Murder of Ho Hon Sing
- Date: 3 August 1989; 36 years ago
- Location: Beach Road, Singapore;
- Type: Murder by pushing
- Motive: Revenge for loan denial
- Deaths: 1
- Convicted: Yeo Watt Song
- Sentence: Death by hanging

= Murder of Ho Hon Sing =

1989 murder of a moneylender at Beach Road, Singapore

Ho Hon Sing (c. 1955 – 3 August 1989; 何汉成 (Ho4 Hon3 Sing4)) was a 34-year-old loan shark who was found dead on 3 August 1989 at the foot of a Housing and Development Board (HDB) block at Beach Road, Singapore. Initially thought to have committed suicide, he was later found to have been drugged and thrown off the flat's common corridor by his childhood friend, 37-year-old Yeo Watt Song (c. 1952 – c. March 1994; 杨越松 (Iông Oa̍t Siông)).

== Murder ==
At about 2 pm (UTC+08:00) on 3 August 1989, Yeo lured Ho into a block of flats in Beach Road on the pretext of getting some heroin there. Once Ho arrived, Yeo offered him a soda, which he had spiked with ten Upjohn-brand sleeping tablets. Ho drunk it and soon began to feel drowsy.

Yeo took all of Ho's valuables, including his wallet, various gold jewelry, and a Rolex watch. He then brought the now unconscious Ho to a common corridor (Note: Sources differ on which storey Ho was pushed from; contemporary sources claim he fell from the 13th, while more recent sources claim he fell from the 12th.) and pushed him off a common corridor, disposing of his NRIC in a nearby river and handing the jewelry to a fence.

== Investigation ==
Police arrived at the flat at around 4 pm; as Ho did not have his NRIC on him, it took two days for his body to be identified. As there was no evidence of foul play, his death was initially ruled to be either a suicide. Ho's wife, however, had her suspicions and notified police of various incongruities in the crime scene), as well a "suspicious" phone call she had received on the day after Ho's death, in which the caller said "Ah Sing will not be sleeping at home tonight".

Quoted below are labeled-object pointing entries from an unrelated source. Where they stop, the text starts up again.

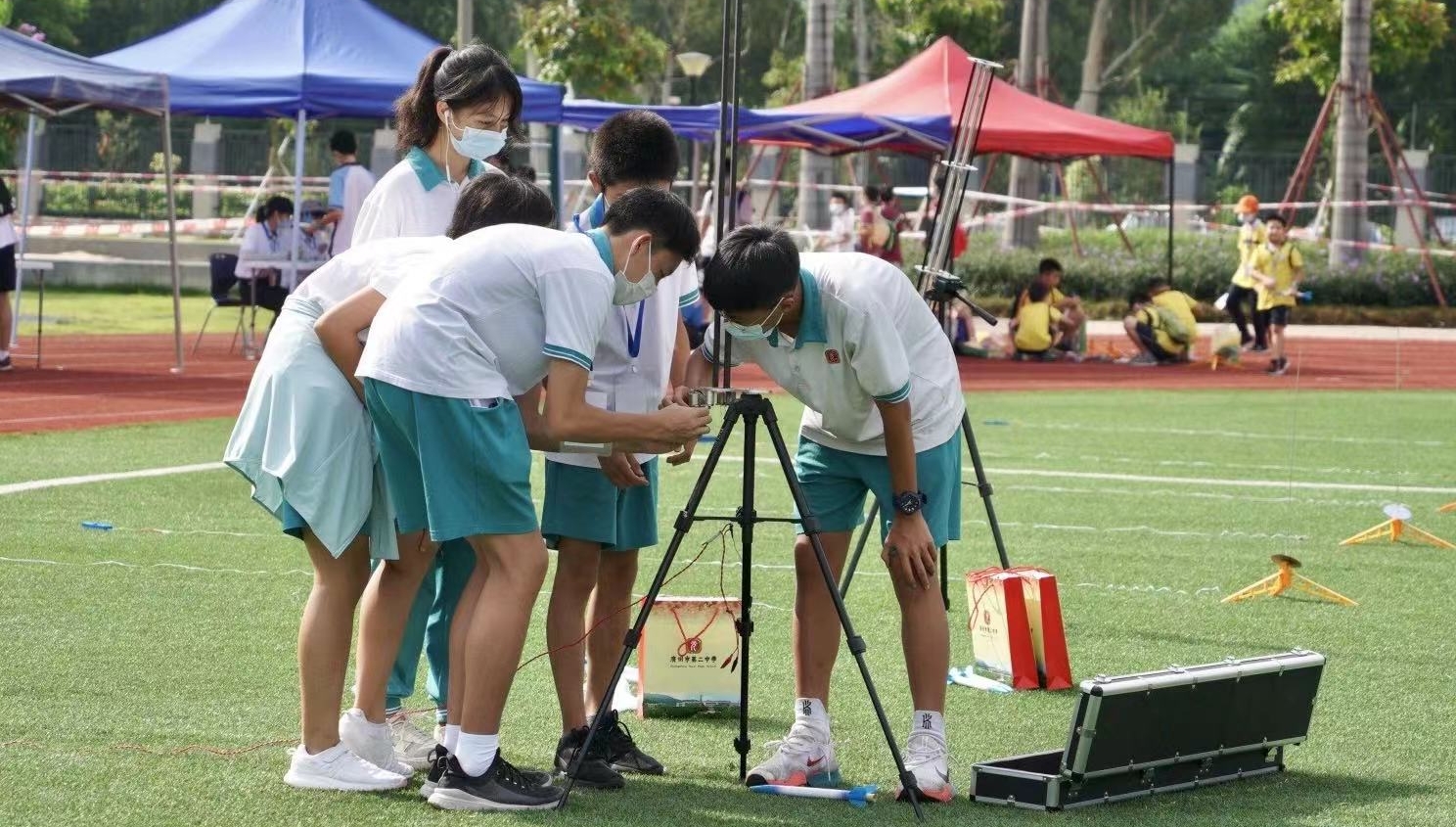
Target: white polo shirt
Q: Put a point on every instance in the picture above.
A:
(348, 187)
(414, 199)
(865, 335)
(620, 381)
(382, 265)
(492, 313)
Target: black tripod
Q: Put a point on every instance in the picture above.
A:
(749, 408)
(940, 295)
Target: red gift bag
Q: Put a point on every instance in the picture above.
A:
(1017, 633)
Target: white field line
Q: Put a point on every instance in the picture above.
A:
(86, 480)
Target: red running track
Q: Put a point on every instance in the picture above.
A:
(115, 381)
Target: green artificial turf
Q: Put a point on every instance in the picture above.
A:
(128, 647)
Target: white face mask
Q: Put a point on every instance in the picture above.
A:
(626, 292)
(472, 143)
(754, 332)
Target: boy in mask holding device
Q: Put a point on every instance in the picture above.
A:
(599, 511)
(449, 355)
(849, 337)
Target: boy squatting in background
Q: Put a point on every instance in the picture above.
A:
(838, 331)
(449, 355)
(600, 510)
(1160, 324)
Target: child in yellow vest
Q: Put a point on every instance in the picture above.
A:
(1160, 325)
(1244, 292)
(1277, 266)
(1037, 325)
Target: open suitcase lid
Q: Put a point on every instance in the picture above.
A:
(1188, 713)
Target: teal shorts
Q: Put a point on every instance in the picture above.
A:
(455, 466)
(581, 504)
(835, 483)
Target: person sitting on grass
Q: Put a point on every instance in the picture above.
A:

Following this, an autopsy was done on his body, which showed that he had trace amounts of morphine in his system. On 13 November, the case was then transferred to the Special Investigation Section of the Criminal Investigation Department. Interviews with flat residents and Ho's wife led law enforcement to Yeo, who was arrested on 28 December and confessed to the murder.

== Trial of Yeo Watt Song ==
On 26 November 1992, Yeo Watt Song stood trial for the murder of Ho Hon Sing, with Judge T. S. Sinnathuray presiding over the trial.

=== Trial hearing ===
Deputy Public Prosecutor Bala Reddy tendered Yeo's police statement as evidence. According to his police statement, on the night of 2 August 1989, Yeo and Ho were consuming drugs together. Yeo had noticed that Ho was wearing a gold chain, three gold rings and a Rolex watch. Ho had also shown him $6000 which he had collected from debtors. However when Yeo asked him for a loan of $1000, he was turned down. This made Yeo think of Ho as boastful, and he wanted to get revenge. As such, he hatched his plan to rob and kill Ho.

The defence argued that as Yeo had consumed heroin that day, he was not aware of what had happened when he was with Ho after they went up to the fifteenth floor. They had initially gone up with the intention of purchasing drugs, but could not find the drug dealer. At this point, both of them became drowsy due to the drugs they had consumed earlier, and Yeo did not know what happened to Ho afterwards.

The defence sought the testimony of an expert witness, Associate Professor Edmund Lee Jon Deoon from the National University of Singapore's Pharmacology Department, about the effects of the sleeping tablets. Associate Professor Lee testified that the tablets could have side effects of anxiety and hallucinations, which could have caused Yeo to push Ho off the building without being consciously aware of his actions.

The prosecution's expert witness, Dr Chan Khim Yew, head of the Prisons Medical Unit in Changi Prison, rebutted this argument. According to Dr Chan's testimony, he does not find it plausible that Yeo would be so intoxicated by the drugs that he was unaware of what he was doing. He felt that Yeo was able to tell right from wrong and was mentally capable of carrying out his murderous intent.

=== Verdict ===
On 3 December, Judge Sinnathuray concluded that the prosecution had proven that Yeo was guilty of murder, and sentenced Yeo to the mandatory death penalty. On an unknown date in March 1994, Yeo Watt Song was hanged in Changi Prison.